【4456】妄想性障害を統合失調症と誤診されることへの心配

Q: 30代前半の同い年の友人(女性)が統合失調症ではないかと思っています。 症状は被害妄想が一番強く、個人情報が漏れている、盗撮されている、陥れられる、などと考えているようです。特定の人物を犯人と思い込んでいます。また、自分に関わる人間が皆繋がっている、というような感覚も持っています。 本人は病気という自覚はありませんが、幸いご両親には症状を説明することができ、本人も睡眠不足を訴えていたので素直に精神科の受診を承諾してくれました。
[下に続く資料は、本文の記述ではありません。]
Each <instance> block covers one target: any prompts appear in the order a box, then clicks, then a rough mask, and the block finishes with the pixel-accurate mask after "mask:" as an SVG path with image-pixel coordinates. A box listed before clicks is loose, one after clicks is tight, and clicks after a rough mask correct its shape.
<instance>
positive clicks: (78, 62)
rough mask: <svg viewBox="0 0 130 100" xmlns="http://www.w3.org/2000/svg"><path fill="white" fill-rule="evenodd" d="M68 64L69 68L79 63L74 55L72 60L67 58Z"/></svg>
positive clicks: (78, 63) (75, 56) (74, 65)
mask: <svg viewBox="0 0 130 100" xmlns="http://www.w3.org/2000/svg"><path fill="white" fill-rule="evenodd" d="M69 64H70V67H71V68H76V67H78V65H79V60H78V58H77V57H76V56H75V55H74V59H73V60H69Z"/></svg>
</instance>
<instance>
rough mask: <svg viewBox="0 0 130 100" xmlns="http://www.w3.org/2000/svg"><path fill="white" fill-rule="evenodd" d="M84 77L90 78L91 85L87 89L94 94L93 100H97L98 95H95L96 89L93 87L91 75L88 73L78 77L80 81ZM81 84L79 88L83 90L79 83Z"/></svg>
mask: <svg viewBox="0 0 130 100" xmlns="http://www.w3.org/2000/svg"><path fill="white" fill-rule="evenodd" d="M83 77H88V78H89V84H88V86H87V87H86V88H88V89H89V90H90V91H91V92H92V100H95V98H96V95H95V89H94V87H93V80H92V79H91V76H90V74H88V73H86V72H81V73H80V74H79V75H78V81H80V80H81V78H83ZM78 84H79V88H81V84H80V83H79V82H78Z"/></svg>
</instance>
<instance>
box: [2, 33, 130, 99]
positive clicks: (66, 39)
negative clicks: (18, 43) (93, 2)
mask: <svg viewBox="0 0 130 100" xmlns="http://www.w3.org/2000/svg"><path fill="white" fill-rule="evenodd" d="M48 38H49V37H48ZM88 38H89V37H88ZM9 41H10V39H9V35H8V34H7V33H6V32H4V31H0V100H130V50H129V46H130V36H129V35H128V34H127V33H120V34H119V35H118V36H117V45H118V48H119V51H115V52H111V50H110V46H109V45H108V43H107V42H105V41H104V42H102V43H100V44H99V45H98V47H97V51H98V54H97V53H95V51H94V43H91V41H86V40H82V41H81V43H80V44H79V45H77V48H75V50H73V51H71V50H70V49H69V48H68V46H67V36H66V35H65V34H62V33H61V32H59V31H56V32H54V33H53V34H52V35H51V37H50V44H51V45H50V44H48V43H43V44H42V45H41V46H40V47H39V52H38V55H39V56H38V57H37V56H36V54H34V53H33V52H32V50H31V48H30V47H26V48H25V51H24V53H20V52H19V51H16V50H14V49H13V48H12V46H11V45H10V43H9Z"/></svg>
(まだ予約した段階です)
異変に気づいて数週間、まだ勉強不足なのですが、周りにいる人間として正しい対応で最大限に協力、配慮したいと思っています。 そんな中、先生のご本(統合失調症)を読ませていただき、妄想性障害という診断名を目にしました。インターネットを検索すると、妄想症、偏執病、パラノイアという言葉もヒットしました。 これらは全て同じ症状なのでしょうか?友人は被害妄想は強いですが、幻聴が聞こえている様子はあまり感じません。 まだ病院にかかっていないのでお医者様がどうのように診断されるかわかりませんが、妄想性障害は統合失調症と比べ、症状、治療、薬、社会復帰、予後にどのような違いがあるのか知りたいです。(できれば仕事を続けさせてあげたいです) そして、仮に妄想性障害を統合失調症と診断され、治療が始まったときになにか弊害があるようでしたら教えていただきたいです。 よろしくお願いいたします。

 

林: 統合失調症と妄想性障害の区別は実のところ曖昧です。【4455】もご参照ください。
妄想を有する疾患の診断分類は、それ自体、精神医学の歴史で延々と続いている難題ですが、この【4456】のご質問、すなわち治療について最も単純化してお答えすると、「妄想性障害の中で、統合失調症に近いケースは抗精神病薬が有効」というのが答えです。そしてこの【4456】のケースは、仮に妄想性障害と診断するとした場合(実際は統合失調症の可能性の方が高いです)、統合失調症に近いケースということになります。ですから質問者のご心配、すなわち、

仮に妄想性障害を統合失調症と診断され、治療が始まったときになにか弊害があるようでしたら教えていただきたい

このご心配は杞憂です。この【4456】のケースは抗精神病薬による治療の適応です。